2 tablespoons coconut oil
1 (10 ounce) package frozen spinach, thawed
2 eggs
1 (15 ounce) can chickpeas, rinsed and drained
½ cup nutritional yeast
¼ cup grated Parmesan cheese
1 teaspoon ground paprika
salt and ground black pepper to taste

Nutrition Info

90.3 calories
carbohydrate: 8.2 g
cholesterol: 32.5 mg
fat: 4.2 g
fiber: 3.1 g
protein: 6.4 g
saturatedFat: 2.5 g
servingSize: -
sodium: 139.1 mg
sugar: 0.3 g
transFat: : -
unsaturatedFat: : -

Directions

  1. Preheat oven to 375 degrees F (190 degrees C). Grease a muffin tin with coconut oil.

  2. Combine spinach and eggs in a food processor, pulse until blended. Add chickpeas, pulse until blended.

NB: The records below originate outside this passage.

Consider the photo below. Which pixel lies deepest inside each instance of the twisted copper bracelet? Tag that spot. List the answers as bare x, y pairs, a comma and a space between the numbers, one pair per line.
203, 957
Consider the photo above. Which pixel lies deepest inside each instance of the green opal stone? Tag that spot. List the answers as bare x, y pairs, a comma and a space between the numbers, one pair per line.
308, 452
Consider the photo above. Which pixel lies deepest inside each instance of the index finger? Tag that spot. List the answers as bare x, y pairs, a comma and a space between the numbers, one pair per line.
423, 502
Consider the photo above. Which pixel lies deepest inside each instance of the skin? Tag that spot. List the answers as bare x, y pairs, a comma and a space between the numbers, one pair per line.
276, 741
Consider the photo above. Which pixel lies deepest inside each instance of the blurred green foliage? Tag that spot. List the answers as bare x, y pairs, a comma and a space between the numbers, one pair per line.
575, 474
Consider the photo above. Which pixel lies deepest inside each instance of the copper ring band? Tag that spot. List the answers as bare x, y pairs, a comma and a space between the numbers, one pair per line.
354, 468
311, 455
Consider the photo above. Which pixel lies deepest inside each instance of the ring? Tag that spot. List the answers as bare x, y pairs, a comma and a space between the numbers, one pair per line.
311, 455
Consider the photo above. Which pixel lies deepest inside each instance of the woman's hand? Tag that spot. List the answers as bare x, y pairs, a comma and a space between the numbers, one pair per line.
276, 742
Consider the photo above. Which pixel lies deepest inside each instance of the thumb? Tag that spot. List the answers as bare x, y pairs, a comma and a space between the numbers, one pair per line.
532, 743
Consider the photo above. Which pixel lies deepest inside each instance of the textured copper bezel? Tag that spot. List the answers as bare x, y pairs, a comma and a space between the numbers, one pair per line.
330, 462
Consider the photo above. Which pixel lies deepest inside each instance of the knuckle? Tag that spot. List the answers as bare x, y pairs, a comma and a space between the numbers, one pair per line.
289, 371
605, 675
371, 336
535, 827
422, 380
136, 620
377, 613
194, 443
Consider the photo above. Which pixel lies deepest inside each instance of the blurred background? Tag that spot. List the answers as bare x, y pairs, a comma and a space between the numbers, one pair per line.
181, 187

Add nutritional yeast, Parmesan cheese, paprika, salt, and pepper, pulse until evenly incorporated.

  3. Pour spinach mixture into the prepared muffin tin, filling each cup 2/3 full.

  4. Bake in the preheated oven until a toothpick inserted into the center comes out clean, about 25 minutes.

Recipe Yield

1 dozen

Recipe Note

Muffins are a staple food at breakfast. These easy and quick chickpea and spinach muffins are a go-to for those busy mornings when you are running out the door. Full or vegetable and healthy fats, these muffins will help keep you feeling full.